Dal 25 agosto, i Big Tech di internet, ovvero 17 siti e due motori di ricerca, saranno messi sotto sorveglianza dalla Commissione europea se non dovessero mettersi in regola con le direttive di Bruxelles. In particolare dovranno rispettare i paletti posti sulla profilazione degli utenti, specialmente i bambini, ma anche proseguire la lotta sulla disinformazione in rete.

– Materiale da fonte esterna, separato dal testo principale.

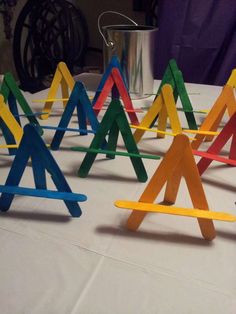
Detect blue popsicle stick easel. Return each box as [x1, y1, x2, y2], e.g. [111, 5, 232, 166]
[51, 82, 99, 150]
[0, 124, 87, 217]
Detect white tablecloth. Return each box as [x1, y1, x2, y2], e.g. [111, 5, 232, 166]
[0, 76, 236, 314]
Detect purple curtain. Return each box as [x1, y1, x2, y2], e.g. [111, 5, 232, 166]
[155, 0, 236, 85]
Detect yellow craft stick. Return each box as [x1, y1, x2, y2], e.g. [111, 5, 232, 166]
[130, 124, 177, 136]
[127, 134, 215, 240]
[158, 84, 182, 137]
[32, 98, 69, 102]
[115, 200, 236, 222]
[192, 85, 236, 150]
[133, 84, 182, 143]
[183, 129, 220, 136]
[0, 95, 23, 143]
[40, 62, 75, 119]
[130, 124, 196, 141]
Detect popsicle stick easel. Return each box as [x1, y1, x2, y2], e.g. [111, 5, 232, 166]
[92, 56, 139, 125]
[134, 84, 182, 143]
[72, 99, 160, 182]
[193, 113, 236, 175]
[115, 134, 215, 240]
[0, 72, 43, 134]
[40, 62, 75, 120]
[51, 82, 99, 150]
[0, 124, 87, 217]
[192, 85, 236, 150]
[0, 95, 23, 155]
[156, 59, 198, 130]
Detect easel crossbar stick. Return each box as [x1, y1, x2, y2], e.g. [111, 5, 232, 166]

Thierry Breton, il francese commissario per il Mercato interno e i Servizi della Commissione europea presieduta da Ursula von der Leyen, oggi ha voluto lanciare un avvertimento alle major di internet, in ordine alfabetico Alibaba, AliExpress, Amazon, l’App Store di Apple, Booking.com, Facebook, Google Play, Google Maps, Google Shopping, Instagram, LinkedIn, Pinterest, Snapchat, TikTok, Twitter, Wikipedia, YouTube, Zalando e Google Search e Bing come motori di ricerca, che “dovranno cambiare i loro comportamenti se vorranno continuare a operare in Europa” dal 25 agosto, giorno in cui partirà la sorveglianza per le piattaforme digitali se non dovessero recepire i diktat di Bruxelles.

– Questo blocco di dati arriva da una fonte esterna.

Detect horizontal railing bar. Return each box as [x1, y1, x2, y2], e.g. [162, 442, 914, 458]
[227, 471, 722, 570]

Le aziende, infatti, sono chiamate a rispettare gli obblighi di trasparenza e affidabilità previsti dal Digital Services Act, ovvero il regolamento dell’Unione europea volto a frenare il “far west digitale”. Dovranno limitare i contenuti pubblicitari basati sulle ricerche degli utenti – controllo un sito per un paio di scarpe e vengo inondato da scarpe dello stesso genere – dovranno proteggere quindi le persone, in particolare i minori, per cui è vietata ogni profilazione in base a valutazioni speciali del rischio che includano anche i potenziali effetti negativi sulla loro salute mentale, e dovranno prevenire i rischi sistemici e moderare i contenuti.

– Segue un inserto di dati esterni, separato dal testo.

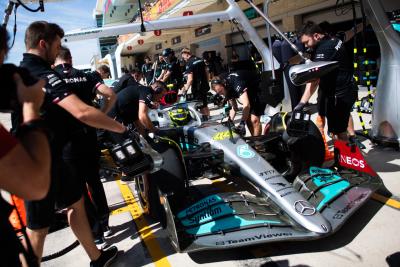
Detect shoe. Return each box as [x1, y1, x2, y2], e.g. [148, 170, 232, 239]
[103, 225, 114, 237]
[121, 174, 135, 184]
[90, 246, 118, 267]
[94, 237, 108, 249]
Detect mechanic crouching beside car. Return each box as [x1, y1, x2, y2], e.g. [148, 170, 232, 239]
[295, 21, 358, 141]
[211, 70, 266, 136]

Per quanto riguarda gli inserti pubblicitari, chi naviga in rete dovrà sapere perché gli vengono raccomandate determinate informazioni, si dovrà rinunciare ai sistemi di raccomandazione basati sulla sua profilazione, e si dovrà segnalare facilmente i contenuti illegali, senza ostacoli o complicazioni. Sugli annunci, ancora, i colossi della Big Tech non potranno più mostrarcene basandosi su dati sensibili, come l’origine etnica, le opinioni politiche, ma anche l’orientamento sessuale, quelli che rimarranno, che finiranno in un archivio digitale in modo che venga tenuta traccia del fatto che sono apparsi sotto i nostri occhi, dovranno avere un’etichetta, mostrando agli utenti il nome dell’impresa che li sta promuovendo.
Entro il 25 agosto, e quindi con quattro mesi di tempo per adeguarsi, i giganti della Rete dovranno anche riprogettare i propri sistemi per garantire un elevato livello di privacy e sicurezza, le loro condizione d’uso dovranno essere riassunte in schede di immediata comprensione, e dovranno comunicare a Bruxelles come intendono gestire il problema della disinformazione.
Se entro quella data, però, non dovessero essere recepite le linee guida della Commissione europea arriverebbero multe fino al 6% del fatturato annuo dell’azienda (tanti soldi in pratica), e in caso di recidiva non avrebbero più neanche il permesso di operare sul territorio europeo, perdendo tantissimi altri soldi.